Слуги объявили, что все готово к отъезду, и, не оглядываясь назад, мандарин Тан пришпорил коня. Но не успели они отъехать и нескольких шагов, как их окликнул знакомый веселый голос. Обернувшись, они увидели отшельника Сэна, мчавшегося к ним по ступенькам дворцовой лестницы.
— Дорогие друзья, — закричал он, запыхавшись. — Я хотел помочь вам собраться, но петух пропел только что.
Он протер еще сонные глаза и взмахнул ресницами.
— У меня есть для вас хорошая новость! Благодаря моему роскошному подарку, принц Буи возымел некоторое снисхождение к нашей семье.

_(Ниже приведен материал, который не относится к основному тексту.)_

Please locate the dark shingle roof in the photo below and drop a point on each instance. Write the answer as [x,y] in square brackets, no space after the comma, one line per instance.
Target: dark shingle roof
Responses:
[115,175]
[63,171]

Он заключил, что даритель подобной роскоши не может быть злодеем, и помиловал меня и еще нескольких членов семьи.
— Неужели он простил господина Дэй? — удивленно спросил ученый Динь.
— Нет, — ответил отшельник беззаботно. — Дядю не помилуют, принцы весьма злопамятны. Он будет сегодня обезглавлен, а его голова украсит собой столб на площади Наказаний. Между нами, это разумная цена. И дядя может умереть спокойно: мы, племянники и племянницы, которых он презирает, будем из поколения в поколение поклоняться его алтарю.